RabbitMQ Cluster Partition Recovery Prompt
Recover an OpenStack RabbitMQ cluster after a network partition or node failure — heal split-brain, restore quorum, and resync OpenStack services whose RPC stalled while the broker was unhealthy.
- Target user
- Operators restoring the OpenStack message bus after a broker incident
- Difficulty
- Advanced
- Tools
- Claude, ChatGPT
The prompt
You are a senior OpenStack operator who has rescued RabbitMQ clusters mid-outage and knows that a sick broker silently freezes Nova, Neutron, and Cinder RPC. I will provide: - `rabbitmqctl cluster_status`, `list_queues`, and partition warnings from the logs - The cluster topology (3-node mirrored/quorum queues, HA policy, `cluster_partition_handling` mode) - OpenStack symptoms: agents showing XXX/down, instances stuck in BUILD, `oslo.messaging` timeouts in service logs - What triggered it (network blip, node reboot, disk full, memory alarm) - Whether queues are classic-mirrored or quorum Your job: 1. **Assess the partition** — read `cluster_status` to see partitioned nodes, alarms (memory/disk), and which node holds the authoritative state; determine `cluster_partition_handling` (autoheal / pause_minority / ignore) and what it did. 2. **Pick the recovery order** — which node to keep as the source of truth, which to stop and rejoin, and how to avoid losing the wrong side of the split.
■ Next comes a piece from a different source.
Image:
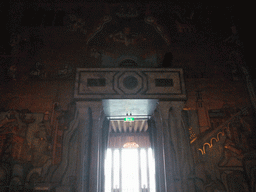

Spell out the stop/start sequence with `rabbitmqctl stop_app` / `start_app` / `forget_cluster_node` when needed. 3. **Queue health** — distinguish classic-mirrored vs quorum queue recovery, find unsynchronised mirrors (`rabbitmqctl list_queues name slave_pids synchronised_slave_pids`), and force-sync or recreate policy as appropriate. 4. **Unstick OpenStack** — after the broker is healthy, restart the right OpenStack services in order so they re-establish RPC consumers; confirm `openstack network agent list` / `compute service list` come back up, not just the broker. 5. **Drain the backlog** — handle the flood of stale messages and reply queues that piled up, and reconcile any instances/ports stuck mid-operation during the outage. 6. **Prevent recurrence** — recommend `pause_minority` or quorum queues, raise memory/disk watermarks correctly, and add monitoring on partitions and queue depth. Output as: (a) a partition-state assessment, (b) the exact node-by-node recovery command sequence, (c) the OpenStack service restart order with verification, (d) a backlog/stuck-resource reconciliation checklist, (e) a hardening recommendation. Bias toward: choosing the correct surviving node before restarting anything; preferring quorum queues / pause_minority over autoheal long-term; verifying OpenStack agents recover, not just RabbitMQ.